Enis, yılların gazetecisidir. Şu an CHP
milletvekili olsa da bizler onu hep gazeteci kimliğiyle tanıdık.
Sadece biz değil, bir dönem Hürriyet’in genel yayın yönetmeni
olması vesilesiyle, Türkiye’yi yöneten kadrolar da Enis’i yakın
tanıdı. Terörist ya da casus olmadığını en iyi onlar biliyorlar.
Onlarca defa Cumhurbaşkanı’nın uçağında seyahat etti; Türkiye’nin
en hassas kurumlarındaki brifinglere katıldı. Bir zamanlar
gazeteciliğiyle saygı gören bir insanın devran dönünce hapis
cezasına çarptırılması, vicdanları sızlatmıyor mu?
Diyeceksiniz ki, vicdan sızlatan o kadar çok
şey var ki!

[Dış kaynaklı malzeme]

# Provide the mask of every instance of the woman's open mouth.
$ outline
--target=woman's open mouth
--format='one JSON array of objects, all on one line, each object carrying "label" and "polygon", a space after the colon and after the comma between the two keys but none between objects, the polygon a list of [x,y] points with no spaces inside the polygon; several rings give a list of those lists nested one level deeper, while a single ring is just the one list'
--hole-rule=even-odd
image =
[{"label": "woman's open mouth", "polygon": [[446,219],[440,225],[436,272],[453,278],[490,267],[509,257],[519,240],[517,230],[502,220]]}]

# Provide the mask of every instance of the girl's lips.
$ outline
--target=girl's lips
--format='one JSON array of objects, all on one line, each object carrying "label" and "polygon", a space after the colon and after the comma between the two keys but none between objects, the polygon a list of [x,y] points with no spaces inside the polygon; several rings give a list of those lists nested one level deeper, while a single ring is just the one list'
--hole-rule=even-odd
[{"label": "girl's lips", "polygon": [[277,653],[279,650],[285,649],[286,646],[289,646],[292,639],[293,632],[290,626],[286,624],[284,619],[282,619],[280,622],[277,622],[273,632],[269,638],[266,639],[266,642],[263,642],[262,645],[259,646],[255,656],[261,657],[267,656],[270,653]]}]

Doğru, var. Cezaevlerinden gelen mektuplar var; sesini
duyuramayan ancak ağır mağduriyetler yaşayan vatandaşlar var;
hapiste meslektaşlarımız var. Var da var.
Peki, bu ülke ne zaman bir
“normalleşme” dönemine girecek? Hep aynı
karanlığın içinde, hep aynı cümlelerle mi yaşayacağız? Havada asılı
cümlelerin, bitik ezberlerin esiri mi olacağız? Türkiye’yi yöneten
insanlara seslenmek istiyorum. Siz, bu durumun
sürdürülebilir olduğunu düşünüyor
musunuz?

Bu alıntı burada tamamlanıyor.